It’s not as simple as just reducing headcount. If AI handles the simpler queries, the remaining queries will be complex, which means your remaining agents will need to be even more skilled and probably better paid. You may also be well-advised to reorganize your contact centre.

Instead of having large groups of agents handling homogeneous, routine queries, it may make sense to organize your agents into teams that specialize in the different complex, high-value, or emotionally-charged interactions.

To maximize efficiency, you should explore the feasibility of implementing multi-skilling. And as AI blurs the boundaries between self-service, front office, and back office, the contact centre may become part of a ‘customer experience hub’.

AI Makes Workforce Planning Harder, Not Easier

If the purpose of contact centre AI is to reduce headcount, it would seem logical to assume that a side effect of implementing AI is that the workforce planning process becomes simpler.

Smaller workforce = easier workforce planning, right? WFM professionals know that the reverse is likely to be true, for several reasons.

Forecasting for small volumes means the data is likely to be more ‘noisy’, so normal random variations have a bigger impact.

This makes it more difficult to maintain consistent occupancy and service levels.
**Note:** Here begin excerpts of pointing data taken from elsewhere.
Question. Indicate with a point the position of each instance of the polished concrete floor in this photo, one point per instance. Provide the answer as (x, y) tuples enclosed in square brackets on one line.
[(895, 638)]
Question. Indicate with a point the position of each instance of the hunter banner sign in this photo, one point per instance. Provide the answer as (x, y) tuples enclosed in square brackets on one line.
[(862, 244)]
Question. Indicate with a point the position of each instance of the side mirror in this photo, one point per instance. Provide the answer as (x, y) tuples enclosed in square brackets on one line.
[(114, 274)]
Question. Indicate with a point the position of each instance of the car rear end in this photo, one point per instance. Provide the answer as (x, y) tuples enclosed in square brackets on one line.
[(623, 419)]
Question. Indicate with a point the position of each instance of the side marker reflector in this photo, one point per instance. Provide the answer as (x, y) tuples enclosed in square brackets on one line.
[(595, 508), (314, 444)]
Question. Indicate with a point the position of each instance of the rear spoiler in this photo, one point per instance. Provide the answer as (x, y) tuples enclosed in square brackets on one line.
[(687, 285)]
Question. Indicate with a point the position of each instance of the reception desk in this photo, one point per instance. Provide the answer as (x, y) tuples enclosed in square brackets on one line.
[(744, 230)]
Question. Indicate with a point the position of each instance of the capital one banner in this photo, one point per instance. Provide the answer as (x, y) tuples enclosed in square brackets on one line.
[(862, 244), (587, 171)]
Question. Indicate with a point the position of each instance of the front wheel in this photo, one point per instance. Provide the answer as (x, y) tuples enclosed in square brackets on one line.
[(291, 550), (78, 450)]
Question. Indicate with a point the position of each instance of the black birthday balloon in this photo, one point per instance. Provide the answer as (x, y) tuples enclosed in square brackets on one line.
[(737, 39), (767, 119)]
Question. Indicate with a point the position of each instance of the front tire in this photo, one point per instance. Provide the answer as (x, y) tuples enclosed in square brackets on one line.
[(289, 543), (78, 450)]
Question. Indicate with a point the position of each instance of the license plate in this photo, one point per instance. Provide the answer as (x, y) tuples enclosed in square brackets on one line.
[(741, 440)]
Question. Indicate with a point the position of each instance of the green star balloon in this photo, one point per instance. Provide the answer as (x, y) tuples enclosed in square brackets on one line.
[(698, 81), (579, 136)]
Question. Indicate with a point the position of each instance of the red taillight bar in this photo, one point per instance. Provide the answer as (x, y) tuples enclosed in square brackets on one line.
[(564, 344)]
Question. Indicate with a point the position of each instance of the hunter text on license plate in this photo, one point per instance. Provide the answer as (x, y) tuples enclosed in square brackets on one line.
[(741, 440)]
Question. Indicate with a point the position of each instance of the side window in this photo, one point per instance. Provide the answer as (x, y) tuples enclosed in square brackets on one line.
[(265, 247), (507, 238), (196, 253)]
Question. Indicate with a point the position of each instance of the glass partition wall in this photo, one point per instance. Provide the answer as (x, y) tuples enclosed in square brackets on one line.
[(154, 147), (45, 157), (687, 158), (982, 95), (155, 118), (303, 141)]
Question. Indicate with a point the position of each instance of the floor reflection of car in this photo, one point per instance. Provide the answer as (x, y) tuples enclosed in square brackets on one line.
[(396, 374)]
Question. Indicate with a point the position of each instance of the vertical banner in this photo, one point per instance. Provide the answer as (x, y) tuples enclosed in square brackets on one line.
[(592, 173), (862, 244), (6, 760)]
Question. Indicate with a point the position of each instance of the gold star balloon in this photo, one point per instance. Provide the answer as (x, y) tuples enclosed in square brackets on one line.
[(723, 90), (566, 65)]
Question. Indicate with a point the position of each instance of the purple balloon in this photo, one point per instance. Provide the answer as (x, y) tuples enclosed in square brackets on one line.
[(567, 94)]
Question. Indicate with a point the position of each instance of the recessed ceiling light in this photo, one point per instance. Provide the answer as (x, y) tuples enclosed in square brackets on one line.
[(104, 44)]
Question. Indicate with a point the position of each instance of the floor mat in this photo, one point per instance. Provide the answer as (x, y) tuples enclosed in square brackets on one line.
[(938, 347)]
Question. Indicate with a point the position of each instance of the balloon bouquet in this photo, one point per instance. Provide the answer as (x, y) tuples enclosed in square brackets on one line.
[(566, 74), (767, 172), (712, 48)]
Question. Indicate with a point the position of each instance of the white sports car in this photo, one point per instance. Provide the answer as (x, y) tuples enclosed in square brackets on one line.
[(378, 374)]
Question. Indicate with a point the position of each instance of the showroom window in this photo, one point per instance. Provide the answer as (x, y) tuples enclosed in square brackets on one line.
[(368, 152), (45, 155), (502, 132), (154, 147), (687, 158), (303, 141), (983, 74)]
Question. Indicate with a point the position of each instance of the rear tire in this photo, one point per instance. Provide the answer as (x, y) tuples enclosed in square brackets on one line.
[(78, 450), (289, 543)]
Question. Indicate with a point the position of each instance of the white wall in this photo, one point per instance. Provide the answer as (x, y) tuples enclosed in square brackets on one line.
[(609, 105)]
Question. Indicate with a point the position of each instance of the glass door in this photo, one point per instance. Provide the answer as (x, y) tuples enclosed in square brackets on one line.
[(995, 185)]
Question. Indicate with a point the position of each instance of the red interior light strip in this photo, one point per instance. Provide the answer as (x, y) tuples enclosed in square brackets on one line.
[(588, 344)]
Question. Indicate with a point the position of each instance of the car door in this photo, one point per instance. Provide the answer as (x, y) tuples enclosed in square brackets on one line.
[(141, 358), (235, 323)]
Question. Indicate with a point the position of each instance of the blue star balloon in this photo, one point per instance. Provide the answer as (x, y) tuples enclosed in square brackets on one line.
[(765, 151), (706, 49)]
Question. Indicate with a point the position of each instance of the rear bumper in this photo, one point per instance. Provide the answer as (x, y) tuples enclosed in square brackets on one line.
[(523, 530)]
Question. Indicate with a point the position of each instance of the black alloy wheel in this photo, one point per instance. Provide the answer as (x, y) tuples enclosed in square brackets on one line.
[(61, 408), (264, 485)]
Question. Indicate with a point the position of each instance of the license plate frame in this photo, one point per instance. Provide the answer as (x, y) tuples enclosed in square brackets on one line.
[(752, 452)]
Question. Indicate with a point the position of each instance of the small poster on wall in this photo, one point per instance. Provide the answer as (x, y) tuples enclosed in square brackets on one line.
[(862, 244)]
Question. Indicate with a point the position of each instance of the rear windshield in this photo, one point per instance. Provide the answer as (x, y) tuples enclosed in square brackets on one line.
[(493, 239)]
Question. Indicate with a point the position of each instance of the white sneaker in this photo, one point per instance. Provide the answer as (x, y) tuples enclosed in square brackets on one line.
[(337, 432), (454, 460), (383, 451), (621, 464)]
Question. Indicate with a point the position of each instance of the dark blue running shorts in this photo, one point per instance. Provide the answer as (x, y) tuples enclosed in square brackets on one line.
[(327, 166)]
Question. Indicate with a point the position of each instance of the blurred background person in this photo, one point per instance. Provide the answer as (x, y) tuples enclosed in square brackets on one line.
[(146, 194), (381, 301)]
Seasonal trends and patterns are more difficult to detect with low volumes.

When agents are handling the complex interactions that AI can’t cope with, the average handling time (AHT) is likely to be longer, possibly much longer. And AHT is also likely to be more volatile. That all makes forecasting, planning, and real-time management more challenging.

In a large contact centre, you have ‘safety in numbers’. With a larger workforce, it’s easier to find people willing to work early and late shifts.

It’s simpler to maintain coverage throughout the entire day by staggering breaks and lunches. The absence of a single agent doesn’t make much difference in a large contact centre. Smaller contact centres don’t have those luxuries.

The planning challenges for the slimmed-down digital-first contact center don’t end there. Agents who can handle more complex interactions will need more training.

They will be more difficult to hire. More complex interactions place a heavier mental load on agents. More than ever, you will need to engage and empower your agents if you want to keep staff turnover at a reasonable level.

There is some good news for planners in this new world. As AI takes care of more short, simple interactions, the volume of live, ‘abandoning’ contacts that need to be handled in real-time by human agents decreases, and the volume of non-abandoning contacts, such as tickets, increases.

This means that you can give agents a greater say in their working hours without impacting the customer experience.

You will still need to capture working time preferences and make sure that the total workload is covered when building your schedules.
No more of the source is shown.